Neisseria meningitides
Staphylococcus aureus
Historically, S. aureus pneumonia was recognized as a complication of influenza outbreaks. Currently, it is an uncommon cause of community-acquired pneumonia.4,24 Staphylococcus aureus is emerging as a relatively common cause of nosocomial pneumonia, being the most common Gram-positive nosocomial pathogen, but less frequent than Gram-negative pneumonia.25
Occasional necrotizing community-acquired pneumonias have been reported with methicillin-resistant S. aureus, often associated with skin lesions.26 High virulence is associated with the formation of toxins such as Panton-Valentine leukocidin that cause extensive tissue necrosis.

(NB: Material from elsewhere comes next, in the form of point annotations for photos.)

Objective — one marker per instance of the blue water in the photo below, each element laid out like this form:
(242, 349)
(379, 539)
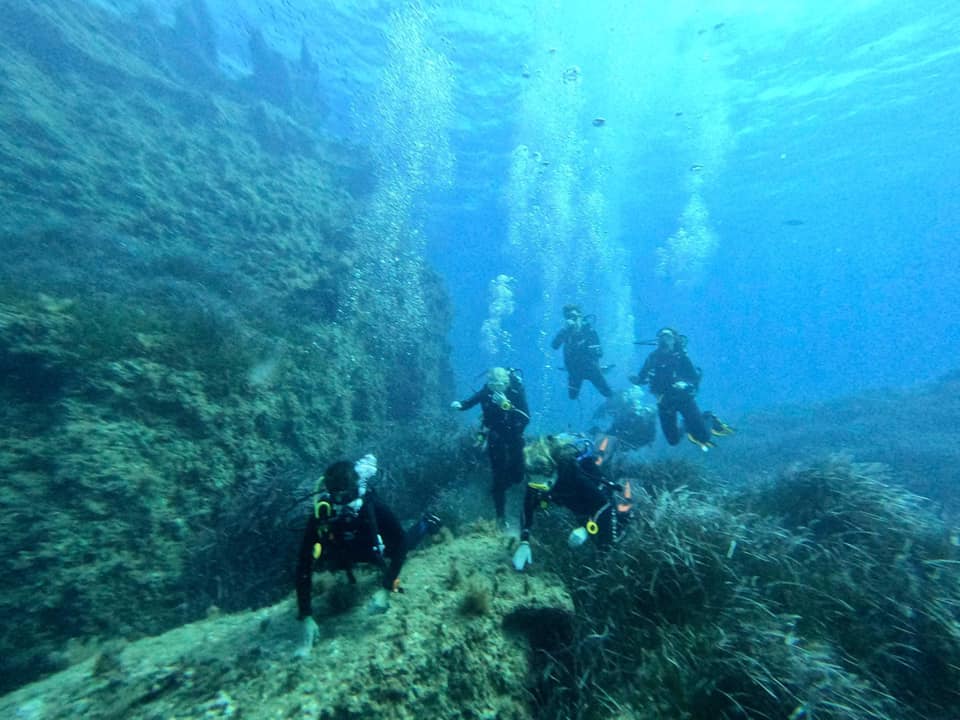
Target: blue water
(812, 146)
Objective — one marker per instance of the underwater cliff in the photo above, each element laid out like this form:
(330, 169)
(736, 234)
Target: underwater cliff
(182, 321)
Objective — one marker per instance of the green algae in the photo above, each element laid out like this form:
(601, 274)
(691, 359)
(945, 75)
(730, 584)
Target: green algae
(167, 232)
(419, 659)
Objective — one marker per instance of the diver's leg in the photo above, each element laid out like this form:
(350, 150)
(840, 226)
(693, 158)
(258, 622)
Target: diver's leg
(499, 465)
(693, 422)
(668, 423)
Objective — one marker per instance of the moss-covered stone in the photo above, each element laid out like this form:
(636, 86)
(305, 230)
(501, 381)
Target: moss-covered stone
(176, 265)
(422, 658)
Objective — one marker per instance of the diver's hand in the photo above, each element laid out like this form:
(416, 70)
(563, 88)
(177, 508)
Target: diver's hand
(522, 557)
(379, 603)
(577, 537)
(309, 632)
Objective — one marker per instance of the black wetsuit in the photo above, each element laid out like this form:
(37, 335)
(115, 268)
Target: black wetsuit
(662, 370)
(504, 436)
(581, 356)
(583, 490)
(349, 538)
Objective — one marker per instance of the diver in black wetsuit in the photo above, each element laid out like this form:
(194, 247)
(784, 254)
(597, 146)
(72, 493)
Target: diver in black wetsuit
(674, 380)
(581, 352)
(564, 470)
(349, 525)
(503, 402)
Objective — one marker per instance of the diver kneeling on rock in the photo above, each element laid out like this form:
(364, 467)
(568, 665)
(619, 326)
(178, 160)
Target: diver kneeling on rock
(349, 525)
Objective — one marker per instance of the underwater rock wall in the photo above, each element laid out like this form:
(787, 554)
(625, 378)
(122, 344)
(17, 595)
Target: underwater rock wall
(175, 250)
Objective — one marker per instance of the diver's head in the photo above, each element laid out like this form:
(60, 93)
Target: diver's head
(667, 339)
(341, 482)
(573, 314)
(498, 379)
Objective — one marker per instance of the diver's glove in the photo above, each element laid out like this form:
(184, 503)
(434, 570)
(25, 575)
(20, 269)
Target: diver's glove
(577, 537)
(308, 636)
(366, 467)
(522, 557)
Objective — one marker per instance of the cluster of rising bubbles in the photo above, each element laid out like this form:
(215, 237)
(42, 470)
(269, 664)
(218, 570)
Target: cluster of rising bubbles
(412, 110)
(684, 257)
(493, 337)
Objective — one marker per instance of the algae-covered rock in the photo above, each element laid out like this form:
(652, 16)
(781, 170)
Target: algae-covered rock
(176, 328)
(423, 657)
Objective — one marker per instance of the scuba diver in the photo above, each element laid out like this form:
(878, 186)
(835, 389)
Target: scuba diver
(503, 403)
(581, 352)
(350, 525)
(674, 380)
(567, 470)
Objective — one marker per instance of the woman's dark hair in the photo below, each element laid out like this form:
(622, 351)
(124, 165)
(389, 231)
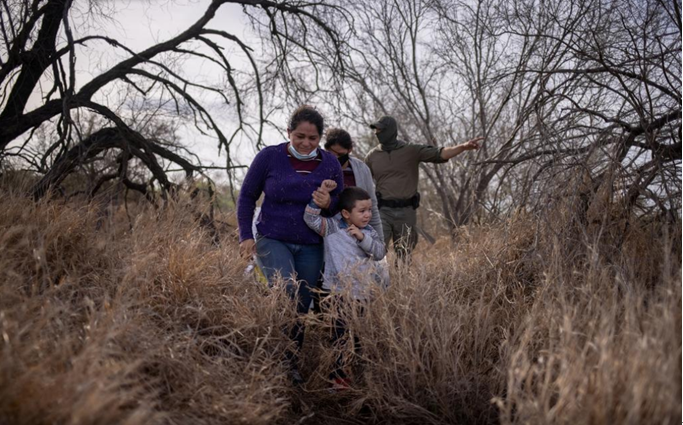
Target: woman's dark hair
(307, 113)
(349, 197)
(337, 136)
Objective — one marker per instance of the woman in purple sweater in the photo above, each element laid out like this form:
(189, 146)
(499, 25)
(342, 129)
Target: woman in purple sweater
(288, 175)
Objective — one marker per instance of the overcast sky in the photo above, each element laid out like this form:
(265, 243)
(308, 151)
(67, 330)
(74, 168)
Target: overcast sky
(138, 24)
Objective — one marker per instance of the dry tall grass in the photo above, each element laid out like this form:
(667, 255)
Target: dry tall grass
(108, 320)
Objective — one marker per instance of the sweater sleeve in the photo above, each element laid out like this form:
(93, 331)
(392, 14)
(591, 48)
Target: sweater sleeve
(251, 190)
(337, 176)
(373, 245)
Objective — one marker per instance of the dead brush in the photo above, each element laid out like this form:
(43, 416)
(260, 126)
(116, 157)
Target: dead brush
(144, 324)
(143, 319)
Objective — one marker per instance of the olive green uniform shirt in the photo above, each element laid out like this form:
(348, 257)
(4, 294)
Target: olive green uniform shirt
(396, 172)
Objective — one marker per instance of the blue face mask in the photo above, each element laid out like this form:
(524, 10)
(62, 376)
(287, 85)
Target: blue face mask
(300, 157)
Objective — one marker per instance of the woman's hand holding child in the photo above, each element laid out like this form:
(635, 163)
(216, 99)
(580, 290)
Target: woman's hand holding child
(355, 232)
(321, 196)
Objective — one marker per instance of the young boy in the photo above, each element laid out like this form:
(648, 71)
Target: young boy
(352, 247)
(352, 253)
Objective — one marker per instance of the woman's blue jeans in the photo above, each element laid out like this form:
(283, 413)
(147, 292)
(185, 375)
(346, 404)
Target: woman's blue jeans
(294, 262)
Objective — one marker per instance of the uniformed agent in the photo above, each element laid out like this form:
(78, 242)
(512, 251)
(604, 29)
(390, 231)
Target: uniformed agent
(395, 168)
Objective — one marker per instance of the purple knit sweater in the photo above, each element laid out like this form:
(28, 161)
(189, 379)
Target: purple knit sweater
(286, 195)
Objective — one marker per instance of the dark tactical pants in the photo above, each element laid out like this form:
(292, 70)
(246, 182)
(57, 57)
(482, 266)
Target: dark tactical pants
(399, 224)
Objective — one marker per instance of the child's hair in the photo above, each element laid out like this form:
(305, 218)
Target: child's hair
(306, 113)
(337, 136)
(349, 197)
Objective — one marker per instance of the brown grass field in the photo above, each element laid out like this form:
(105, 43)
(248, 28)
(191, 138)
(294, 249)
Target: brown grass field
(115, 316)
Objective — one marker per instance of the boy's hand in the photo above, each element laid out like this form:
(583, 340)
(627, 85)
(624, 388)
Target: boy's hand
(328, 185)
(355, 232)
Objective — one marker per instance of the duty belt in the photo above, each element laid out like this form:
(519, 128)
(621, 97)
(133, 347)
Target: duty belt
(398, 203)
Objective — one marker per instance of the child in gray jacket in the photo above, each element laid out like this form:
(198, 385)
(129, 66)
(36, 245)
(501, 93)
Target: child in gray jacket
(352, 247)
(352, 253)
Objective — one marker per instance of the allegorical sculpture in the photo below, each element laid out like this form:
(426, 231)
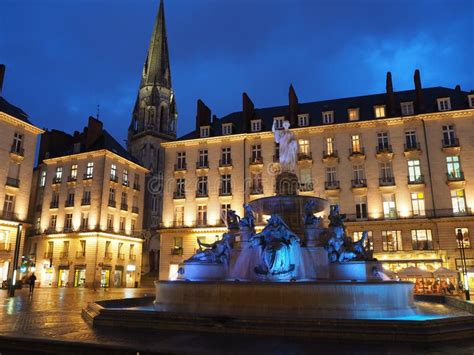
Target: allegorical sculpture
(277, 249)
(288, 147)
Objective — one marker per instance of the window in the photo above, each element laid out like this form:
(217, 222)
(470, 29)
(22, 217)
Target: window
(226, 187)
(382, 141)
(454, 167)
(226, 128)
(43, 178)
(73, 172)
(89, 170)
(203, 158)
(410, 140)
(256, 153)
(328, 117)
(68, 222)
(407, 108)
(449, 136)
(181, 160)
(389, 206)
(355, 143)
(361, 207)
(379, 111)
(303, 120)
(369, 242)
(414, 171)
(256, 125)
(278, 121)
(226, 157)
(458, 201)
(418, 203)
(204, 131)
(444, 104)
(202, 215)
(125, 180)
(392, 240)
(465, 237)
(179, 216)
(353, 114)
(113, 172)
(421, 239)
(202, 186)
(304, 146)
(17, 146)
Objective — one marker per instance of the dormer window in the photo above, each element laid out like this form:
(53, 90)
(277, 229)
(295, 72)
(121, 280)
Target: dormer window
(279, 122)
(303, 120)
(226, 129)
(444, 104)
(407, 108)
(204, 131)
(328, 117)
(353, 114)
(256, 125)
(470, 100)
(379, 111)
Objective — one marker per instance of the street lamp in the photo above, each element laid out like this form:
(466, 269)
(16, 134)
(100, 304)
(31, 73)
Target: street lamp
(16, 256)
(460, 239)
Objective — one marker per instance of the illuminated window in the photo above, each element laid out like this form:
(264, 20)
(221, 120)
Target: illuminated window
(407, 108)
(379, 111)
(353, 114)
(418, 203)
(303, 120)
(369, 242)
(328, 117)
(465, 237)
(458, 201)
(226, 128)
(391, 240)
(421, 239)
(444, 104)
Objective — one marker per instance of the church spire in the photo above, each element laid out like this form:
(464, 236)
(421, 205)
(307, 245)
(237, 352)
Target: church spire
(156, 70)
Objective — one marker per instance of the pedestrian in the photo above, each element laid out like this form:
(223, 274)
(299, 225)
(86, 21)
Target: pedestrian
(31, 281)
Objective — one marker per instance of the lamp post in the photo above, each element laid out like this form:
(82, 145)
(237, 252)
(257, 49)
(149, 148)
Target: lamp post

Strains forming this toxin are becoming more frequently resistant to methicillin and are associated with a high mortality.27,28
Botryomycosis
Infections with S. aureus can result in a chronic granulomatous inflammatory response around clusters of organisms resembling sulfur granules of actinomycosis, which typically involve the skin. Rarely, viscera including the lung are involved.29 Other bacteria can cause botryomycosis, primarily Gram-negative rods.